The first two directions are in the tissue’s plane, and the third direction stress will be zero. Hence, we can calculate the Lagrange multiplier \(p\) by equating \(\sigma_{33}=0\).

If \(\boldsymbol{M}=\left[\cos(\theta),\sin(\theta),0 \right]\) lies in 1-2 plane (i.e., planar), then the third term does not produce stress in the third direction. However, it may produce shear stress in 1-2 plane (if the fibers are not symmetric about the first axis). The shear stress components are neglected when returning the force measure, which can be either the first two diagonal components of the stress tensor (Cauchy, 1st PK, or 2nd PK), membrane tension in the two directions (calculated as \(P_{11}t\) and \(P_{22}t\)), or forces in the two directions (calculated as \(P_{11}L_{20}t\) and \(P_{22}L_{10}t\)).

From the two stretches, other deformation metrics can be calculated. Deformed length \(l_\alpha=\lambda_\alpha L_{\alpha0}\), change in length \(\Delta l_\alpha = (\lambda_\alpha-1)L_{l_\alpha 0}\), and strain \(\epsilon_\alpha = (\lambda_\alpha-1)\). Given deformation (in terms of stretch/change in length, strain, or deformed length), the force measure can be calculated using SampleExperiment.disp_controlled() function. Conversely, given stress or force, any of the deformation metric are solved iteratively via SampleExperiment.force_controlled() function.

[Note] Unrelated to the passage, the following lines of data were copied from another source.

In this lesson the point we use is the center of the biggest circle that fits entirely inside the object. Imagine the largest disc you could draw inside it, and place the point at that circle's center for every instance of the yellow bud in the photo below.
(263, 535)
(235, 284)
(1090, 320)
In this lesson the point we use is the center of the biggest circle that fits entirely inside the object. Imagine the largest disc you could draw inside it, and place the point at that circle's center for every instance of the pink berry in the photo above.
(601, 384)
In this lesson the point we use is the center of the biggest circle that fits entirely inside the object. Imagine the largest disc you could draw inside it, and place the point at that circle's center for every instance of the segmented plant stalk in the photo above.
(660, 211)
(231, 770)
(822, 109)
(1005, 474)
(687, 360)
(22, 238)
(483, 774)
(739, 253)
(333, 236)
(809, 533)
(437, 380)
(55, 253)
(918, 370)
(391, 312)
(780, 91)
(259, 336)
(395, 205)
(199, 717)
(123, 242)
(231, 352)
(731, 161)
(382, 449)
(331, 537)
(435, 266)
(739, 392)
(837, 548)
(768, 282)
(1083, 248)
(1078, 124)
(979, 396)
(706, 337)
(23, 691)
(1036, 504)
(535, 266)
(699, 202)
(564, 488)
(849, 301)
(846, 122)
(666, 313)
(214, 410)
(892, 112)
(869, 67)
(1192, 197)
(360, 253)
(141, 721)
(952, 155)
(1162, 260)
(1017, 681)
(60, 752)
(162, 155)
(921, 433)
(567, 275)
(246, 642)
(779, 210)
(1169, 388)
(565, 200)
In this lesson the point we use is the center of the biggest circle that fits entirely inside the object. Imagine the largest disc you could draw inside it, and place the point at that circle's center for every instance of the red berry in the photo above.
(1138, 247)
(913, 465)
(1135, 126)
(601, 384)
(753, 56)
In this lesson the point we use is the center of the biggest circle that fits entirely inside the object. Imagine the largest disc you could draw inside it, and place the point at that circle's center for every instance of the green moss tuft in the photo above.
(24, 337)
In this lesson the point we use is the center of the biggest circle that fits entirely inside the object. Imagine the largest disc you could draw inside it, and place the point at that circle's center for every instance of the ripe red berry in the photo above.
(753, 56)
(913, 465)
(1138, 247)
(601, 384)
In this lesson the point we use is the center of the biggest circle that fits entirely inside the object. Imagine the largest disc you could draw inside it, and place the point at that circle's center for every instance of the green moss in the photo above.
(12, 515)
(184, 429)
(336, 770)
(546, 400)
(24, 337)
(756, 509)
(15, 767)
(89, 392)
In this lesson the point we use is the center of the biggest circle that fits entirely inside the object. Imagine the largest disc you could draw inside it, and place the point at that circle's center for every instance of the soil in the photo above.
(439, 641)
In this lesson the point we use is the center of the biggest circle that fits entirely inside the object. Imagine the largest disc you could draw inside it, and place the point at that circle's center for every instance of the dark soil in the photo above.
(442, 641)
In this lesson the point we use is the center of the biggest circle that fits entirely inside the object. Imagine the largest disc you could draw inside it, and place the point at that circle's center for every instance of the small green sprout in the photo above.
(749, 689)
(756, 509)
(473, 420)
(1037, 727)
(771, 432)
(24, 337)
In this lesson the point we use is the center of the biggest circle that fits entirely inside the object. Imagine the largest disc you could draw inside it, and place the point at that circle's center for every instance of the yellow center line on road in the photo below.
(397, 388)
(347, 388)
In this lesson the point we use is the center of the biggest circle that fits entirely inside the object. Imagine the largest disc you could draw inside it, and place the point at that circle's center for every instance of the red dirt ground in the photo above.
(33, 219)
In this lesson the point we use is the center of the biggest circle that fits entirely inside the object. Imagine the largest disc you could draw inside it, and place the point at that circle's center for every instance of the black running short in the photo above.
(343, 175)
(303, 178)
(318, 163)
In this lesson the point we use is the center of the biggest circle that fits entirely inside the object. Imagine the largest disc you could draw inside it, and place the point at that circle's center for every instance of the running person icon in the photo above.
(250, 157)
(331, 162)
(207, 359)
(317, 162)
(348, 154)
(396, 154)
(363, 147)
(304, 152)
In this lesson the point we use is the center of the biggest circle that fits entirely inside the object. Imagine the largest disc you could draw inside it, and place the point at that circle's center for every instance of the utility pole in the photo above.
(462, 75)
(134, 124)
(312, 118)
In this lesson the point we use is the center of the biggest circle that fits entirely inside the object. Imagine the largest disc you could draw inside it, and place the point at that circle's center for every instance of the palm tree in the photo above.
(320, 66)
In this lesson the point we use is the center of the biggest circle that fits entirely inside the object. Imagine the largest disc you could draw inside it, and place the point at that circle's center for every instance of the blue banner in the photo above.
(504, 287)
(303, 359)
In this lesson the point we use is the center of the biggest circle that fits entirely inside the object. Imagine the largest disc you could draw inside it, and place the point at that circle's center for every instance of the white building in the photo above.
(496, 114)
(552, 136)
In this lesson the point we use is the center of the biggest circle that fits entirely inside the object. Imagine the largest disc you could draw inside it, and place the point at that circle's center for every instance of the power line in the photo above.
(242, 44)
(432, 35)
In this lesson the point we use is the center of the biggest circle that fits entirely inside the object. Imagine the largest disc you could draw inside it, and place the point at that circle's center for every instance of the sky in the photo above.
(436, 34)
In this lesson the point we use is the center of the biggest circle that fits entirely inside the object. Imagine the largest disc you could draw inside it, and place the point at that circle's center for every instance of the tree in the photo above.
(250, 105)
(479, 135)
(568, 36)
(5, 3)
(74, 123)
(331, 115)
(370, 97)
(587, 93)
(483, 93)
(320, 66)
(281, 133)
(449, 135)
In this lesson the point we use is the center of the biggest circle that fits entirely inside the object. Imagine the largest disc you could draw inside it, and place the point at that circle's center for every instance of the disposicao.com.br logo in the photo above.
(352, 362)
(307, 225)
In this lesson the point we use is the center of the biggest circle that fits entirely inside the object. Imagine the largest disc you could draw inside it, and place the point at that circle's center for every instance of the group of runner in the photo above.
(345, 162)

PlanarBiaxialExtension samples can be “layered” via LayeredPlanarBiaxial. Such a setup can be used for representing, for example, tissues that have multiple layers with different material models and possibly even different reference lengths. The result would be that there is no zero stress state for the layered sample. One has to be careful with the inputs and outputs of the layered samples though. It is required to use lengths (rather than stretches or strains) as the deformation metric. Similarly, the force measure should not be stresses since the stresses would not simply add up (instead they would be weighted by each layer’s thickness).